C'est la première fois que je mettais à bégayer. De toute ma vie.
- Devine, me répond-il.
- Putain... ai-je dit en me prenant la tête.
- Ça circule depuis hier soir sur Facebook, c'est pour ça que je t'ai demandé si tu étais chez toi, pour que tu jettes un coup d'œil avant.
- Ce n'est pas possible, il n'y a que moi, toi et Benoît qui sommes au courant. Qui a pu...

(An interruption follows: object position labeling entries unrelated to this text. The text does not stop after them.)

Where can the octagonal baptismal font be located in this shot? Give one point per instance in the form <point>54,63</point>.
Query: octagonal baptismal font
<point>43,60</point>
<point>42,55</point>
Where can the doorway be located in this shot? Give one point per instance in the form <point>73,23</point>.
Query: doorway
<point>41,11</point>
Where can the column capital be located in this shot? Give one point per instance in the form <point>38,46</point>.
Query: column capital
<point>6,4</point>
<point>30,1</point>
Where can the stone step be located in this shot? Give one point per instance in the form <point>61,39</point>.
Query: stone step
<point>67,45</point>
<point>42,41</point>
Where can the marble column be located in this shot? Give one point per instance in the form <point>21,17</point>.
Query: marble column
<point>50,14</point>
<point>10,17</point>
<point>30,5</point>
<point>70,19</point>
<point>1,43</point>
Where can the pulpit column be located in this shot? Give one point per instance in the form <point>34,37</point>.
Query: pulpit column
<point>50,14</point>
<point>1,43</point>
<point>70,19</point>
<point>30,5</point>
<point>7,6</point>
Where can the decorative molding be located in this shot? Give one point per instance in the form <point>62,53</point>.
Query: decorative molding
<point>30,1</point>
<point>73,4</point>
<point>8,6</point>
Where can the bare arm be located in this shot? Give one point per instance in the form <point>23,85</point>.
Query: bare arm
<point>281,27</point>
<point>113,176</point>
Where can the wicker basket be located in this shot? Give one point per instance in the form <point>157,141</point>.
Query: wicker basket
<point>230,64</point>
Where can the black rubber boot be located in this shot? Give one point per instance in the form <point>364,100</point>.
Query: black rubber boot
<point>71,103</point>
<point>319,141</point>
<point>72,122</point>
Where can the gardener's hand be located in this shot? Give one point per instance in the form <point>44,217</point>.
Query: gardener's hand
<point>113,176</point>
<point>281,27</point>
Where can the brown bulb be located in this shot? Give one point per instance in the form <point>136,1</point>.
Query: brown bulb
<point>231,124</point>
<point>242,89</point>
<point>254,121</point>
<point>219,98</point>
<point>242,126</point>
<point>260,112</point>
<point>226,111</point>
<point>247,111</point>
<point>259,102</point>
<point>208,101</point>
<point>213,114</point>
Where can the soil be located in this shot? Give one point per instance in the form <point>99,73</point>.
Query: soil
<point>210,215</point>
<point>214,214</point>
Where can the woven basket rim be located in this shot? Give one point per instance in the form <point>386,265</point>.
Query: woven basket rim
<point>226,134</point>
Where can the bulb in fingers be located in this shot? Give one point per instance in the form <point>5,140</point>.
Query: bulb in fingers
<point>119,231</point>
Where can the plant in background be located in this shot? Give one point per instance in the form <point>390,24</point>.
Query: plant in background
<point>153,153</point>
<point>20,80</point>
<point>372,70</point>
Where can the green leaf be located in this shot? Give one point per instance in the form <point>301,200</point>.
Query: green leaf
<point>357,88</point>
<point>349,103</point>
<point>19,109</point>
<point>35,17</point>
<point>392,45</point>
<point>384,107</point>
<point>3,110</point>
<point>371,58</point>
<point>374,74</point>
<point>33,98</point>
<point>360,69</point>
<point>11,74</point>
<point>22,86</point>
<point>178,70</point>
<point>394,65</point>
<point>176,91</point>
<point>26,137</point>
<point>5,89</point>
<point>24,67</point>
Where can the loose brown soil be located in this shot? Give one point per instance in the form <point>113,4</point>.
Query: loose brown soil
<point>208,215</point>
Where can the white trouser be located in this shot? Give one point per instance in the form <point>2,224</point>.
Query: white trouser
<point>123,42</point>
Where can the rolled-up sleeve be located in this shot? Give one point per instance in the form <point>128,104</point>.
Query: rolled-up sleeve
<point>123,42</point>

Et là, ça a fait tilt. Dans un cartoon, j'aurais eu une ampoule au-dessus de la tête.
- Kevin... ai-je lâché.
- Quoi, Kevin ?
- Je l'ai croisé hier au centre commercial, et je l'ai envoyé bouler.
- Pourquoi il ferait ça ?
- Il ne peut pas me saquer depuis le collège. Tout est prétexte pour m'emmerder (Alex était au courant pour la drogue, mais vu la situation, j'ai préféré ne rien dire). Il a dû me voir discuter avec Benoit, je l'ai croisé même pas deux minutes après. Il ne sait rien de ce qui s'est passé.
- Tu vas faire quoi alors ?
- Écoute... Je te rappelle, d'accord ?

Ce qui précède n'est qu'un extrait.